Bu iddia sahibi, kendi evinde çocuğu tarafından adam yerine konmasa, kim bilir, ona haddini bildirip, kapı dışarı edecektir. Ya da kendi varlığının anlamlı ve önemli olduğunu ona hissettirecektir.
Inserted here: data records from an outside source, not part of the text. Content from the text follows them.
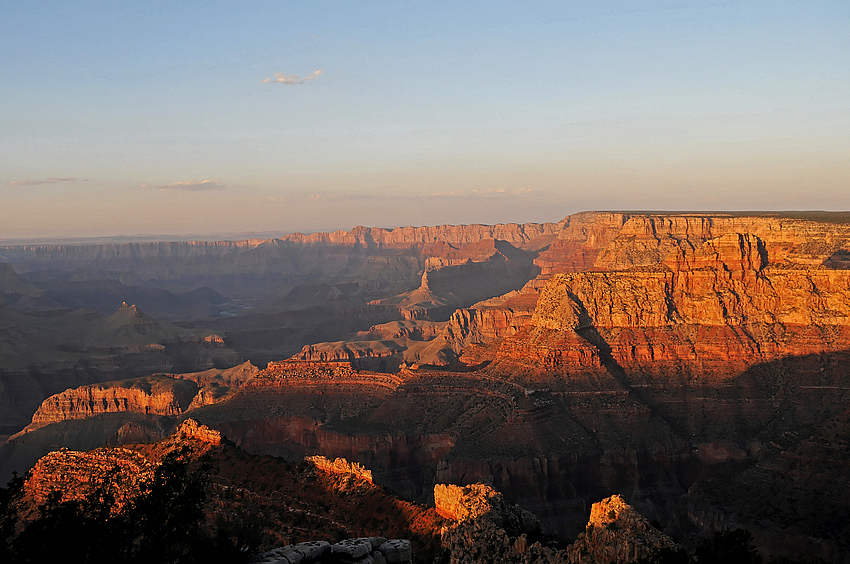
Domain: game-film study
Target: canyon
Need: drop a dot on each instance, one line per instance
(695, 363)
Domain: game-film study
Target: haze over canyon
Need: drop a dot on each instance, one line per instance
(694, 363)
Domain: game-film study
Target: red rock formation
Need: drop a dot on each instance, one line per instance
(155, 395)
(341, 466)
(616, 534)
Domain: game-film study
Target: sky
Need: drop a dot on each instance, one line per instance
(211, 118)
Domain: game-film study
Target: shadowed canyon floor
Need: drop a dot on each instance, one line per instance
(696, 363)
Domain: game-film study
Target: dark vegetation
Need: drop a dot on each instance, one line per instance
(165, 523)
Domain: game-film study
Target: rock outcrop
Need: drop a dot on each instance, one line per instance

Allah’ın mülkünde yaşarken ve O’nun nimetlerinden istifade ederken, O’nun varlığını kabul etmemek düşüncesi de böyle bir şeydir. Yaratıcı ile irtibatsızlık düşüncesi ‘hasta’dır. Nitekim ateist teşekkülün başındaki adamın, ‘Bütün bu düşünceyi taşıdığımız insanlardan özür diliyorum, galiba Allah var’ beyanı, oldukça dikkat çekicidir.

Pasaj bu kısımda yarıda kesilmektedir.